In [None]:
import matplotlib.pyplot as plt 
import numpy as np
import matplotlib.image as mpimg
import os
import scipy.misc as sm
import skimage

## Problem description

#### Input image loading

The input image is the set of 3 plates, corresponding to B, G, and R channels (top-down). You should implement the function $\tt{load}$\_$\tt{data}$ that reads the data and returns the list of images of plates.
$\tt{dir}$\_$\tt{name}$ is the path to the directory with plate images.
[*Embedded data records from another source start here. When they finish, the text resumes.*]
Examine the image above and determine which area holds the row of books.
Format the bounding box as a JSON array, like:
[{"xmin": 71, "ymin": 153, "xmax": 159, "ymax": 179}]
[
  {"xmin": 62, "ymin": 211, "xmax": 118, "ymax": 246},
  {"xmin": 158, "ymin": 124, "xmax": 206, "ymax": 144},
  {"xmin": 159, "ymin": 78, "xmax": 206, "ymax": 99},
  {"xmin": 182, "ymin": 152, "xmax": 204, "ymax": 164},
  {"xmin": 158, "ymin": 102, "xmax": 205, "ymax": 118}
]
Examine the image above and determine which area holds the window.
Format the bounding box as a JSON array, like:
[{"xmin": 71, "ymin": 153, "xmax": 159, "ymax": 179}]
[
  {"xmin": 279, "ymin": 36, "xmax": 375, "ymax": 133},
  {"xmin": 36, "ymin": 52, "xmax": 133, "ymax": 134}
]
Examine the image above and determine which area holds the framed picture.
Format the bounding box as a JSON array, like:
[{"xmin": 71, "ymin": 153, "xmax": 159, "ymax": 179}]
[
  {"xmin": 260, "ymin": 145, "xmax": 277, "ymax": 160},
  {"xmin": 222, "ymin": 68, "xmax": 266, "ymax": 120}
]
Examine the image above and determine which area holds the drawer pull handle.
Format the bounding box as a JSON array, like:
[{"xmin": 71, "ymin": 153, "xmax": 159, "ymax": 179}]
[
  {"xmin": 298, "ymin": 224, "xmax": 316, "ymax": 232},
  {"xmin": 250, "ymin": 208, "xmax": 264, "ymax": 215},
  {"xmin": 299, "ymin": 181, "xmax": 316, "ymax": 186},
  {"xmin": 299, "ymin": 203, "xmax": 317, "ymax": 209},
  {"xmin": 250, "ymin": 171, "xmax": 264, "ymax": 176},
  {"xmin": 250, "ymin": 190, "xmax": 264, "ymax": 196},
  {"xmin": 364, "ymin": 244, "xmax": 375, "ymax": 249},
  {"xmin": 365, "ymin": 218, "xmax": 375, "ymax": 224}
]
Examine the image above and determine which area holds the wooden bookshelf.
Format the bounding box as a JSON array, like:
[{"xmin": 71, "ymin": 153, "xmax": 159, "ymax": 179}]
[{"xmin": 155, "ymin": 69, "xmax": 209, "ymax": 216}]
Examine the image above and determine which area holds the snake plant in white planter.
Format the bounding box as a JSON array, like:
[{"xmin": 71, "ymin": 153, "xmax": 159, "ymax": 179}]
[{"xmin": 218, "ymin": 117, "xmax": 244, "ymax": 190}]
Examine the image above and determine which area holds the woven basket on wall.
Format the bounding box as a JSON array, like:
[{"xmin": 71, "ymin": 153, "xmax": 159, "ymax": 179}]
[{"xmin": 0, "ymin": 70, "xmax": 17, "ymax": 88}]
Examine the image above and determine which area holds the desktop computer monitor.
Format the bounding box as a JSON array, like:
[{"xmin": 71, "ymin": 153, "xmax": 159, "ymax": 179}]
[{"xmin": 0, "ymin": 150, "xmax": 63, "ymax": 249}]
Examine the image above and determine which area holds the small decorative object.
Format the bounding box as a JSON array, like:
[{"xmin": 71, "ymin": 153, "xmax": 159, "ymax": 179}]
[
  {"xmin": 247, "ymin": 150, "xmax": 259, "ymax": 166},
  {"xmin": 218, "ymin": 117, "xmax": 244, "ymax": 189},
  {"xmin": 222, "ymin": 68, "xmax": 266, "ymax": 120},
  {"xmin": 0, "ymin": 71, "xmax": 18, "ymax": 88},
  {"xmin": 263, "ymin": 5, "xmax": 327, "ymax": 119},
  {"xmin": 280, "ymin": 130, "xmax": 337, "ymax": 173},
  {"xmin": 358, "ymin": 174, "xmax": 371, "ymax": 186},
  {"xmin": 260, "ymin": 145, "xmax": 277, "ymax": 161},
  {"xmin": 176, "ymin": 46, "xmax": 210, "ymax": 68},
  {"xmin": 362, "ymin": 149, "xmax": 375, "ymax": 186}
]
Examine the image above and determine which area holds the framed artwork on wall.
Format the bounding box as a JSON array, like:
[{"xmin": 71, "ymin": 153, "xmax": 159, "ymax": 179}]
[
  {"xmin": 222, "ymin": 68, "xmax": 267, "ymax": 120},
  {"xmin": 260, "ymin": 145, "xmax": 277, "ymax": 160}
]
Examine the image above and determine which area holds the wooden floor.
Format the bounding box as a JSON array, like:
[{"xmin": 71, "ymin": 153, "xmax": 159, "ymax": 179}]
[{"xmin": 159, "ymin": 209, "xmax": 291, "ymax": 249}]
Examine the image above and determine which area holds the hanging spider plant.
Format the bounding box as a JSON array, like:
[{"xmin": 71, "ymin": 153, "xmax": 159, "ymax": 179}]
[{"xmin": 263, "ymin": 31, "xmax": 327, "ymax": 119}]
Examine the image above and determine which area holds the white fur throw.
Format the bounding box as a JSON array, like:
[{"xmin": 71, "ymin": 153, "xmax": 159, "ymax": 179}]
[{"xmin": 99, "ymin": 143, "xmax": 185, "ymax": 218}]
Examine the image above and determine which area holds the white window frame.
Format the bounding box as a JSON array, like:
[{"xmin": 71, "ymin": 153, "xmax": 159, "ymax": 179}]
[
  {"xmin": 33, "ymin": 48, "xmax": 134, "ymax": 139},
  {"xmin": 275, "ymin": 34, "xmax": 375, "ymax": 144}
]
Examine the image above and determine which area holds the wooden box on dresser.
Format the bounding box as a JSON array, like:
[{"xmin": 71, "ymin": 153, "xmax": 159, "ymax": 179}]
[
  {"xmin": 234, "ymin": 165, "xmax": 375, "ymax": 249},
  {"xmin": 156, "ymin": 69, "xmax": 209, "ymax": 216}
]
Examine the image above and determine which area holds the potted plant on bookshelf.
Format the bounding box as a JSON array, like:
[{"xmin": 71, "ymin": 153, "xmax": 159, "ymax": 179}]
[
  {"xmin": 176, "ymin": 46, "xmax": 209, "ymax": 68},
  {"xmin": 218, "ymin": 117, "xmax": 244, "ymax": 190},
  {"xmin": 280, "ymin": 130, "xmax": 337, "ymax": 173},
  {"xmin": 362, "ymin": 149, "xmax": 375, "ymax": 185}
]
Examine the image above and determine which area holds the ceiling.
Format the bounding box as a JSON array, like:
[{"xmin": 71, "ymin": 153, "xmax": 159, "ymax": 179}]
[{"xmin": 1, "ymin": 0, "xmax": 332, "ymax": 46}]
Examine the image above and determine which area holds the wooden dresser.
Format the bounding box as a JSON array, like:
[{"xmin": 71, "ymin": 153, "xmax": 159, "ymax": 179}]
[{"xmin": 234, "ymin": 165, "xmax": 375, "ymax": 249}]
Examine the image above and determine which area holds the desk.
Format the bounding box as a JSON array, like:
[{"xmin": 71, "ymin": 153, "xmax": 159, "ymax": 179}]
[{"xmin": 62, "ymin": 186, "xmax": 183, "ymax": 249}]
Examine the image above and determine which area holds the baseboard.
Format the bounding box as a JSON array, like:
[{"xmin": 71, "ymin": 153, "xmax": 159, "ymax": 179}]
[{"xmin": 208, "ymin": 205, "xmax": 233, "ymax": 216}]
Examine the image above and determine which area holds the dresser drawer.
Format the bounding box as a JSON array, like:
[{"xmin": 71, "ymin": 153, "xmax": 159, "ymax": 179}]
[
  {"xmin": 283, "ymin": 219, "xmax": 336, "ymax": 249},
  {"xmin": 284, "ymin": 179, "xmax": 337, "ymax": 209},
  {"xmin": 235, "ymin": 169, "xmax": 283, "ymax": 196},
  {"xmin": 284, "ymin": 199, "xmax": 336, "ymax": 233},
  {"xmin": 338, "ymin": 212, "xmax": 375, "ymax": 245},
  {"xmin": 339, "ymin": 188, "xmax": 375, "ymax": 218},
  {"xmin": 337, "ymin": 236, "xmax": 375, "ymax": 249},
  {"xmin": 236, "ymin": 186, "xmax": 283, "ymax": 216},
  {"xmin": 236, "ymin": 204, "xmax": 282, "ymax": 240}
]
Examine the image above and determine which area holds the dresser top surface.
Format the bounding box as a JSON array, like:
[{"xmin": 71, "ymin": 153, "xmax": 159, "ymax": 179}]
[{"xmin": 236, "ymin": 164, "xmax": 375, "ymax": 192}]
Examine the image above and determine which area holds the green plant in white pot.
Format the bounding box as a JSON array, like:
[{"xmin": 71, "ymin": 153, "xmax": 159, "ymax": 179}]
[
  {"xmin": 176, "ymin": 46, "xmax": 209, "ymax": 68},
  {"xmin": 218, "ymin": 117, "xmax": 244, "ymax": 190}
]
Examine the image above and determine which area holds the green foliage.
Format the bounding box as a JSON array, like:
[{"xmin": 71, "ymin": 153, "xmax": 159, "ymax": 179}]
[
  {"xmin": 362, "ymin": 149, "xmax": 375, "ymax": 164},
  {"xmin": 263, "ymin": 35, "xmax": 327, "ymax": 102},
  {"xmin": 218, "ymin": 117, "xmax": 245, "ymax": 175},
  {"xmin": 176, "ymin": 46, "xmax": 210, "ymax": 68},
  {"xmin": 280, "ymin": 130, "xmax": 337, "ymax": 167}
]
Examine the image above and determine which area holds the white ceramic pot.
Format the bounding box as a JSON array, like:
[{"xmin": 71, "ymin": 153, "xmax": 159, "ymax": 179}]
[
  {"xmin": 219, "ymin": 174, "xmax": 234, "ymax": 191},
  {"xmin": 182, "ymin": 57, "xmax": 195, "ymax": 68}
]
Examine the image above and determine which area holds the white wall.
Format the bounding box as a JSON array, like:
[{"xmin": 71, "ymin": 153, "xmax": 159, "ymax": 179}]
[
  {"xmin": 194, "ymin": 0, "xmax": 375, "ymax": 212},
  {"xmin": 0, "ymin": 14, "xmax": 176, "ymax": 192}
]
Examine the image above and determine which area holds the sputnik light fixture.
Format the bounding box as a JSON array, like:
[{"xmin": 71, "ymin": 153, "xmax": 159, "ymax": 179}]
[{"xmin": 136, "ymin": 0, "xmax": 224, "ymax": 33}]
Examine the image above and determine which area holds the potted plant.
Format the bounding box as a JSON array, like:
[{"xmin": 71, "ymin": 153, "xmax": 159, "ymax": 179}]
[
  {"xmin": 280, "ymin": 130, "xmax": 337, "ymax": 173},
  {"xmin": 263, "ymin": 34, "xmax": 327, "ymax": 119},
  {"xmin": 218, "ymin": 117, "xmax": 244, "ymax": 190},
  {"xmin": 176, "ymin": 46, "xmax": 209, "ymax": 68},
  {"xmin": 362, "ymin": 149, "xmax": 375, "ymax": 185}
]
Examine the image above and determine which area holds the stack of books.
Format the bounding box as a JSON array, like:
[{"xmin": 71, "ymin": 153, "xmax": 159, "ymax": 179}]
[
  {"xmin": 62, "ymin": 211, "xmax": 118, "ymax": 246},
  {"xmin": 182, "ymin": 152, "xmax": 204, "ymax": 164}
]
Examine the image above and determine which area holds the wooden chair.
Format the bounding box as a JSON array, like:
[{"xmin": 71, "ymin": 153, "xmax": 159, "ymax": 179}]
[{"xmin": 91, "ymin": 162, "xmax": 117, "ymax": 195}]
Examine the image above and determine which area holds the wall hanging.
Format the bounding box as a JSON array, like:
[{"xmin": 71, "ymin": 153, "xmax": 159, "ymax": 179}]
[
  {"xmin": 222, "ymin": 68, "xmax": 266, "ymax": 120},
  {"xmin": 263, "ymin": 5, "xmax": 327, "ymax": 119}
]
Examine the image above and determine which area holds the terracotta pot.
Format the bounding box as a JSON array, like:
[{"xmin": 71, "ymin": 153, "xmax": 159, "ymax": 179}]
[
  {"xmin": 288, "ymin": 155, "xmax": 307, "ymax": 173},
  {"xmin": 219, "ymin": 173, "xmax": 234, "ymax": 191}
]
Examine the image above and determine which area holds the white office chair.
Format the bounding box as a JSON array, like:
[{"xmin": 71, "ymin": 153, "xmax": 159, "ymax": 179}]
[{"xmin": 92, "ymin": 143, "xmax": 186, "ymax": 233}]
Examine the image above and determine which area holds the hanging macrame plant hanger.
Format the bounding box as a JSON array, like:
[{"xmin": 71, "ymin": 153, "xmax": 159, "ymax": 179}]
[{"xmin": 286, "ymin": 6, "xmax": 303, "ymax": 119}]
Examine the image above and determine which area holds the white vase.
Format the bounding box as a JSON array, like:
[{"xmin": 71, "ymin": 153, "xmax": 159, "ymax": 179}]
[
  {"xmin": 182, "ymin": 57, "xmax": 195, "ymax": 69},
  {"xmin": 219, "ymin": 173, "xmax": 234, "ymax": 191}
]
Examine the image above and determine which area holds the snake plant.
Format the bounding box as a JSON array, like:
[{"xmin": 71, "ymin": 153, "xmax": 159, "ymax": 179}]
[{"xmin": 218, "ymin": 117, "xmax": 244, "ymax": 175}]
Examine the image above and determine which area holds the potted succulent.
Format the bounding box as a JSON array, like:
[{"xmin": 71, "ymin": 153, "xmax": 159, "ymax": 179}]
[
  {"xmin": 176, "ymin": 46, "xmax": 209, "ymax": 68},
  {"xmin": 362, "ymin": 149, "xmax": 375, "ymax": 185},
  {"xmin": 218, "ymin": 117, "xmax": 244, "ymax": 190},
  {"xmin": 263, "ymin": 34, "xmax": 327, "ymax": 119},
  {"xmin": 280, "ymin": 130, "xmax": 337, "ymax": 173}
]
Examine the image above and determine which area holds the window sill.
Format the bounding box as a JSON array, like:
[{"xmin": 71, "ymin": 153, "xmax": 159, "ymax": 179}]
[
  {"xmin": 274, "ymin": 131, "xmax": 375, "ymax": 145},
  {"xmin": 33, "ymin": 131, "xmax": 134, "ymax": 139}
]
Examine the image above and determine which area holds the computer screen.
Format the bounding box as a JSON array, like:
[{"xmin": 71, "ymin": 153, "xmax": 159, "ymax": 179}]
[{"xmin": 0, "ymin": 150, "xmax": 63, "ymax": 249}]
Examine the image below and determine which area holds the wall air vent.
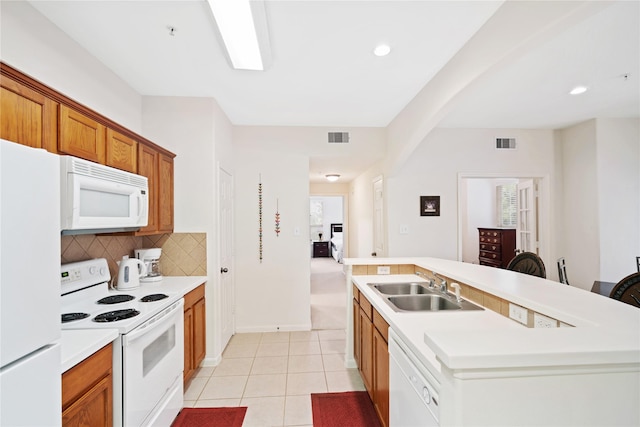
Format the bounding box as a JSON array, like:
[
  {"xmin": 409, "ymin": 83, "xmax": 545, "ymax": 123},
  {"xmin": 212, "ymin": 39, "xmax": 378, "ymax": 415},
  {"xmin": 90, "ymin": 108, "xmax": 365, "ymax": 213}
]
[
  {"xmin": 329, "ymin": 132, "xmax": 349, "ymax": 144},
  {"xmin": 496, "ymin": 138, "xmax": 516, "ymax": 150}
]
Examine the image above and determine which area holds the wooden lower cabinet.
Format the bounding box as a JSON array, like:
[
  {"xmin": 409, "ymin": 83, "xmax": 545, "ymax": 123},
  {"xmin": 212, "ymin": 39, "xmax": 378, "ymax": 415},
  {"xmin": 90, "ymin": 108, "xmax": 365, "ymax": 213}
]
[
  {"xmin": 353, "ymin": 286, "xmax": 362, "ymax": 366},
  {"xmin": 136, "ymin": 144, "xmax": 173, "ymax": 235},
  {"xmin": 353, "ymin": 287, "xmax": 389, "ymax": 427},
  {"xmin": 373, "ymin": 312, "xmax": 389, "ymax": 427},
  {"xmin": 183, "ymin": 284, "xmax": 206, "ymax": 387},
  {"xmin": 359, "ymin": 308, "xmax": 374, "ymax": 394},
  {"xmin": 61, "ymin": 344, "xmax": 113, "ymax": 427}
]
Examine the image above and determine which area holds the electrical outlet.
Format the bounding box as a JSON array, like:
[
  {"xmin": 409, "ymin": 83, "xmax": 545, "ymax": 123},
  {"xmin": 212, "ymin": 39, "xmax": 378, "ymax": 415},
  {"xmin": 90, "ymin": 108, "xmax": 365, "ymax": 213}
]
[
  {"xmin": 378, "ymin": 265, "xmax": 391, "ymax": 274},
  {"xmin": 509, "ymin": 303, "xmax": 527, "ymax": 325},
  {"xmin": 533, "ymin": 313, "xmax": 558, "ymax": 328}
]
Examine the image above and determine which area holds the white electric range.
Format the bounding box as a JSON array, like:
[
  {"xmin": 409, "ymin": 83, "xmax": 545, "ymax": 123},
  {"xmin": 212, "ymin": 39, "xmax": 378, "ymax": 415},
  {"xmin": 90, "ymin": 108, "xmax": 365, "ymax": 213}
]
[{"xmin": 61, "ymin": 258, "xmax": 184, "ymax": 426}]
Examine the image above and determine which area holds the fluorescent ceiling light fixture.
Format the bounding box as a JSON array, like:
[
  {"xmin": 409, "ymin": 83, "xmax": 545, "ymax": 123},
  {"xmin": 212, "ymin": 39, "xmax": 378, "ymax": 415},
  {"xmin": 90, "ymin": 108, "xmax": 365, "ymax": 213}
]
[
  {"xmin": 569, "ymin": 86, "xmax": 589, "ymax": 95},
  {"xmin": 207, "ymin": 0, "xmax": 264, "ymax": 70},
  {"xmin": 373, "ymin": 44, "xmax": 391, "ymax": 56}
]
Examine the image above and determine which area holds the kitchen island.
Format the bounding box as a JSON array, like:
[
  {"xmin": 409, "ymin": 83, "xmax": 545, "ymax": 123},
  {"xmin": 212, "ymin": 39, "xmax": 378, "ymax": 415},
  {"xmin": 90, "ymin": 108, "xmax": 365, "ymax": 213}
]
[{"xmin": 344, "ymin": 258, "xmax": 640, "ymax": 426}]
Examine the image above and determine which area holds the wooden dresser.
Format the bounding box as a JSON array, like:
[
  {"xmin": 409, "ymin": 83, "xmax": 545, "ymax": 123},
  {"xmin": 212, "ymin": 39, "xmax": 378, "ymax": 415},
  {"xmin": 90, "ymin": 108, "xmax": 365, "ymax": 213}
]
[{"xmin": 478, "ymin": 228, "xmax": 516, "ymax": 268}]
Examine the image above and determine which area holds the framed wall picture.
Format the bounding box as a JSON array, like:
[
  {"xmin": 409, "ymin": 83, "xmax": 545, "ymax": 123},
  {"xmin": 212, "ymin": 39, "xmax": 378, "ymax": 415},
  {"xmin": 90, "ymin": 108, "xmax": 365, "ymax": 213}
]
[{"xmin": 420, "ymin": 196, "xmax": 440, "ymax": 216}]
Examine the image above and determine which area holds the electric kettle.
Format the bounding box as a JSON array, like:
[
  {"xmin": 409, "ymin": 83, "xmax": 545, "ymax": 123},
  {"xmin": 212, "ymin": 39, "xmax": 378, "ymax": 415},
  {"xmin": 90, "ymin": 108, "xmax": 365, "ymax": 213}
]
[{"xmin": 116, "ymin": 255, "xmax": 147, "ymax": 291}]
If this directory is located in the same directory as this notebook, then default arguments can be used.

In [None]:
def load_data(dir_name = 'faces_imgs'):    
    '''
    Load images from the "faces_imgs" directory
    Images are in JPG and we convert it to gray scale images
    '''
    imgs = []
    for filename in os.listdir(dir_name):
        if filename == '.DS_Store':
            continue
        if filename == "archive":
            continue
        img = mpimg.imread(dir_name + '/' + filename)
        #img = skimage.color.rgb2gray(img)
        imgs.append(img)
    return imgs
    
plates = load_data()

The dataset is a list of 2-dimensional arrays.

In [None]:
# The auxiliary function `visualize()` displays the images given as argument.
def visualize(imgs, format=None):
    plt.figure(figsize=(20, 40))
    for i, img in enumerate(imgs):
        if img.shape[0] == 3:
            img = img.transpose(1,2,0)
        plt_idx = i+1
        plt.subplot(4, 2, plt_idx)    
        plt.imshow(img, vmin=0, vmax=255)
    plt.show()

visualize(plates)

#### The borders removal (1.5 points)
It is worth noting that there is a framing from all sides in most of the images. This framing can appreciably worsen the quality of channels alignment. Here, we suggest that you find the borders on the plates using Canny edge detector, and crop the images according to these edges. The example of using Canny detector implemented in skimage library can be found [here](http://scikit-image.org/docs/dev/auto_examples/edges/plot_canny.html).<br>

The borders can be removed in the following way:
* Apply Canny edge detector to the image.
* Find the rows and columns of the frame pixels. 
For example, in case of upper bound we will search for the row in the neighborhood of the upper edge of the image (e.g. 5% of its height). For each row let us count the number of edge pixels (obtained using Canny detector) it contains. Having these number let us find two maximums among them. Two rows corresponding to these maximums are edge rows. As there are two color changes in the frame (firstly, from light scanner background to the dark tape and then from the tape to the image), we need the second maximum that is further from the image border. The row corresponding to this maximum is the crop border. In order not to find two neighboring peaks, non-maximum suppression should be implemented: the rows next to the first maximum are set to zero, and after that, the second maximum is searched for.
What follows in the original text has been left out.